Der Grüne Walnuss-Likör, welchen ich verkoste hat 38,5 vol.-% und wurde im Oktober 2018 abgefüllt. Auf jeder Flasche ich außerdem eine Chargen-Nummer angegeben sowie die Unterschrift des Destillateurs. Je nach Batch variiert der Alkohol-Gehalt des Likörs etwas und liegt zwischen 40 und 38 vol.-%.

Abbildung 5: Der Grüne Walnuss-Likör.

Die Farbe des Likörs ist, anders als der Name vermuten lässt nicht grün, sondern tief dunkelbraun bis schwarz, verursacht durch das Juglon. Er hat eine ölige, leicht viskose Konsistenz.

In der Nase ist vorallem die Walnuss im Vordergrund und außerdem Honig. Der Geruch weckt in mir Erinnerungen an ein Frühstück in der Türkei mit in Honig eingelegten Walnüssen. Im Hintergrund lassen sich noch Aromen von mediteranen Kräutern, wie Lavendel und Rosmarin finden. Der Alkohol ist hier super eingebunden und kommt in der Nase gar nicht zur Geltung.

Im Mund dann sofort wieder die honigsüße Nuss. Dazu eine leichte Bitterkeit, welche typisch für die grünen Walnüsse ist. Aber er ist auch überraschend frisch und fruchtig, das hätte die Nase nicht vermuten lassen. Der Likör ist sehr komplex und je länger er im Glas ist, desto aromatischer wird er. Im Abgang bleibt dann recht lang die nussige Bitterkeit der jungen, grünen Walnuss und an den Lippen bleibt ein leichtes Kleben von der Süße zurück. Der Alkohol ist auch hier nur sehr schwach zu spüren, er wird durch Süße gut überlagert.

Fazit:
Ich habe schon recht viele verschiedene Liköre aus grünen Walnüssen probiert und auch bereits selbst welchen angesetzt. Aber keiner hat mir bisher so zugesagt wie dieser von der sächsischen Sprituosenmanufaktur. Herrlich! Er ist nicht zu süß aber auch nicht zu bitter und dazu diese herrliche Aromenvielfalt. Sehr gelungen! Ein Glas ist auf jedenfall zu wenig!

Außerdem von dieser Brennerei sehr zu empfehlen: Der Champagnerroggen-Brand.Ein (Bio-)Roggen-Kornbrand, welcher für ein Jahr im Eschenholzfass lagert. Aus Erfahrung kann ich sagen: Köstlich!

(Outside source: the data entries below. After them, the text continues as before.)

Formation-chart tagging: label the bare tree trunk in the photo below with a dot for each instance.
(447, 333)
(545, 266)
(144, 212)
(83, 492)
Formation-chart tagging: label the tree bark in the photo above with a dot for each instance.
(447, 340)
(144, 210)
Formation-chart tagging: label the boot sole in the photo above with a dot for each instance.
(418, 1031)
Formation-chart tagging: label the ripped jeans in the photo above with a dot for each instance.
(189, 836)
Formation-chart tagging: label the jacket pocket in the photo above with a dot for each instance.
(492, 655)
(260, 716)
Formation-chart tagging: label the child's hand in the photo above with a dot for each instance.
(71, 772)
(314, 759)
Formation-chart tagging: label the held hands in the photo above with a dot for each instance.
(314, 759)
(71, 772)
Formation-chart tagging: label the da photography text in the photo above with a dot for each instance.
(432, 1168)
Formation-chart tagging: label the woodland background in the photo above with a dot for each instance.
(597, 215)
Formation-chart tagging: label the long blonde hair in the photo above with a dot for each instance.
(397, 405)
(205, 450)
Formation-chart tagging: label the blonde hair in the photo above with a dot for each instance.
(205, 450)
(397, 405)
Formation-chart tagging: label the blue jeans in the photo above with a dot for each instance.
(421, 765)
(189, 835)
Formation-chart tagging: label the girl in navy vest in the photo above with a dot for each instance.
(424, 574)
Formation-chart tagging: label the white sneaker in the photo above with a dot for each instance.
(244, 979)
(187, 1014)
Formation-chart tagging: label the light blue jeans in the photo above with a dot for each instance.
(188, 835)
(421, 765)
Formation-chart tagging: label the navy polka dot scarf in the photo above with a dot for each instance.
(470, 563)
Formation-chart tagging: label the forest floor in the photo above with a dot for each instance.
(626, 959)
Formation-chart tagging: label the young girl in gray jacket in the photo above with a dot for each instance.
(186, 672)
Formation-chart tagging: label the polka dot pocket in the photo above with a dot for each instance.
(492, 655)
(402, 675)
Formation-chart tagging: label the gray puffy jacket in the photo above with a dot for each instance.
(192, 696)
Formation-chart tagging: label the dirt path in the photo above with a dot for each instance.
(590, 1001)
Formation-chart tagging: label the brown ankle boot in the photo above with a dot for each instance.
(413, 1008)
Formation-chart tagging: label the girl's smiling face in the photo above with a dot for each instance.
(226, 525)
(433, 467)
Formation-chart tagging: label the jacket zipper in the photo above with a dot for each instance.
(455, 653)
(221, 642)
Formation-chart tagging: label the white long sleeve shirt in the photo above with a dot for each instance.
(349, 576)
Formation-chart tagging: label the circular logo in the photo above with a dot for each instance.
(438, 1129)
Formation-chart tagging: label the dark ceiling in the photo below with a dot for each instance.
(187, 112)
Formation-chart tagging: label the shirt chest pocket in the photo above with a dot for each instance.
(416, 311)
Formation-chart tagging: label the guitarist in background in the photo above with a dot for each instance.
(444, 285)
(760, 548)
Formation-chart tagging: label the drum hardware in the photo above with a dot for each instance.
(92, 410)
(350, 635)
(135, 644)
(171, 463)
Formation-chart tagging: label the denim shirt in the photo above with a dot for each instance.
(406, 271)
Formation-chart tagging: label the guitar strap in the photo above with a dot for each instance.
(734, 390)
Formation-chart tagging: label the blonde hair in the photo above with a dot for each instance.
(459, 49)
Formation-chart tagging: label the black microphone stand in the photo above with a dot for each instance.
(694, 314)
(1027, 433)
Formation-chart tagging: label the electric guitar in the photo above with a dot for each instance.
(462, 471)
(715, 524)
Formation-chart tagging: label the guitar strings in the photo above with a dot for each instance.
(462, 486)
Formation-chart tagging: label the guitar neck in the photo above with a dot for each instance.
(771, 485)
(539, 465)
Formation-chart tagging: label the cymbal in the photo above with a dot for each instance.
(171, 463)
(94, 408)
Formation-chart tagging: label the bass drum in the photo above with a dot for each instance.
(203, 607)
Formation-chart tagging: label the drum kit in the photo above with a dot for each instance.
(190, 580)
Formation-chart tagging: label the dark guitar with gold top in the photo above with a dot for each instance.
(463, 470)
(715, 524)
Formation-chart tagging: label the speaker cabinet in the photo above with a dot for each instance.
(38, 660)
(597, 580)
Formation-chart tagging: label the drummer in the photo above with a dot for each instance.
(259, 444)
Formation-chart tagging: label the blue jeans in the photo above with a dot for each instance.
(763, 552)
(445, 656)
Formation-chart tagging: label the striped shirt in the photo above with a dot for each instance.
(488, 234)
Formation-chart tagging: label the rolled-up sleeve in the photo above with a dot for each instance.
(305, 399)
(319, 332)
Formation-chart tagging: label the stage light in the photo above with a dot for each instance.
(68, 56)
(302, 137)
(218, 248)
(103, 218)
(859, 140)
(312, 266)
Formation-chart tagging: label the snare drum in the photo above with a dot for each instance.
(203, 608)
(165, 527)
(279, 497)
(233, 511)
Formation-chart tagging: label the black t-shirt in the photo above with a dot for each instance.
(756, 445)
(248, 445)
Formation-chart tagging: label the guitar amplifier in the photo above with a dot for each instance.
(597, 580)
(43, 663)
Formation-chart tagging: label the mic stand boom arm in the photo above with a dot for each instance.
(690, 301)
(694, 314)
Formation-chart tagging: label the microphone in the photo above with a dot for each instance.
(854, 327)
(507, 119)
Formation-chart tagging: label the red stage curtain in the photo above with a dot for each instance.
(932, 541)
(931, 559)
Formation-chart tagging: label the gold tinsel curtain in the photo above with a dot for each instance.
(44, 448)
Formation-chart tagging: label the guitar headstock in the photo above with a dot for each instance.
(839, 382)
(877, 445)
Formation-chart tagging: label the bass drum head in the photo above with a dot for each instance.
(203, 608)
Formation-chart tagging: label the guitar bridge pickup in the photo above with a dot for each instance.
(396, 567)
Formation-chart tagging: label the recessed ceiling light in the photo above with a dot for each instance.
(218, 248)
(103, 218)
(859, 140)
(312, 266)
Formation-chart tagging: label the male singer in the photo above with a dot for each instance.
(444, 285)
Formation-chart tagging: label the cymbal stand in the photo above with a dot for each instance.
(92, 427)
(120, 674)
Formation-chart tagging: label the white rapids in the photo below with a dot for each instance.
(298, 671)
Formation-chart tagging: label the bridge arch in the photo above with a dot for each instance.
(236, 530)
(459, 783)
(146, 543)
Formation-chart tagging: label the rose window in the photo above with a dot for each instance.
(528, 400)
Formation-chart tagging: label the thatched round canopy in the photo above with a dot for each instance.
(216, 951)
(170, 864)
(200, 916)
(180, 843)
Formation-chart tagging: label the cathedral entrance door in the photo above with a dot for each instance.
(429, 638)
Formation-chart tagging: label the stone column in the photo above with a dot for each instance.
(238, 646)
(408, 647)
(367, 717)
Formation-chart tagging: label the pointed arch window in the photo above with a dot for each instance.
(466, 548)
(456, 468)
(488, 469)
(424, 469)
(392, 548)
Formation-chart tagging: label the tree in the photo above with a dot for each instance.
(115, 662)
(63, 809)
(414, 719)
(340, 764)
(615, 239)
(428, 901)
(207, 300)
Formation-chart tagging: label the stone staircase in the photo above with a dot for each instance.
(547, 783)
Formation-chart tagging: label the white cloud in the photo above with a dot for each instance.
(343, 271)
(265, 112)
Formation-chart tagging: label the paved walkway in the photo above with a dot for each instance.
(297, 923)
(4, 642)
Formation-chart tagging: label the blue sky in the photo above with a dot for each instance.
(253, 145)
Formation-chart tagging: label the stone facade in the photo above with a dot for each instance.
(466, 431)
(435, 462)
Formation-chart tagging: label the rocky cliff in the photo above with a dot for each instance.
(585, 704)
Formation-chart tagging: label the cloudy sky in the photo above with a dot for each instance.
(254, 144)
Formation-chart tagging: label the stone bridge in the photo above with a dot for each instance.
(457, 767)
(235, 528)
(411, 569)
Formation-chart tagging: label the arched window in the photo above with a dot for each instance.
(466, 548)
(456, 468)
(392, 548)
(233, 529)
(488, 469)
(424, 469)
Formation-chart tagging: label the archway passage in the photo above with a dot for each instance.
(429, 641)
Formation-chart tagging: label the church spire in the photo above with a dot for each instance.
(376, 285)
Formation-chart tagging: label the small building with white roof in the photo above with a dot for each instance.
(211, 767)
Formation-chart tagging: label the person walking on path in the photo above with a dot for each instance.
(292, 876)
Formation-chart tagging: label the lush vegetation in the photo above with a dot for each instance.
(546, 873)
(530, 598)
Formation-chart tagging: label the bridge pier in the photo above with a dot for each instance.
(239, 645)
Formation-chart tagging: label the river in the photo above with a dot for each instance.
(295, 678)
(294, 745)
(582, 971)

"Alle Dinge sind Gift, und nichts ist ohne Gift; allein die Dosis machts, daß ein Ding kein Gift sei." Paracelsus, 1538

Zurück zur Chemie, wie viele fungizide Verbindungen aus der Pflanzenwelt, ist auch das Juglon aus der Walnuss nicht ausnahmslos Gesund für den menschlichen Körper. Es konnte in Tierversuchen gezeigt werden, dass diese Substanz mutagen wirkt.[2] Nun, wie sagte aber bereits Paracelsus sinngemäß: "Die Dosis macht das Gift". Bevor man an einer Wirkung des Juglons an Krebs erkrankt, ist man mit hoher Wahrscheinlichkeit bereits an Leberversagen gestorben.
Ein anderes gutes Beispiel zum Thema gesundheitsschädliche Inhaltsstoffe: Phenol und seine verschiedenen Derivate gelten ebenfalls als sehr giftig und z.B. als krebserregend. Dennoch trinken wir alle gernen einen rauchigen Whisky und mit Blick auf die aktuellen Whisky Neuerscheinungen vor allem aus Islay gilt auch hier die Devise: Je mehr ppm Phenol im Malz, desto besser!

Frohe Ostern und bleibt gesund!

Whisky & Molecules




Referenzen:

[1] Duroux, L. et al (1998). Insight into naphthoquinone metabolism: β-glucosidase-catalysed hydrolysis of hydrojuglone β-D-glucopyranoside. Biochemical Journal, 333(2), 275-283.
[2] https://www.saechsische-spirituosenmanufaktur.de/
[3] Chen, L. J., Lebetkin, E. H., & Burka, L. T. (2005). Metabolism and disposition of juglone in male F344 rats. Xenobiotica, 35(10-11), 1019-1034.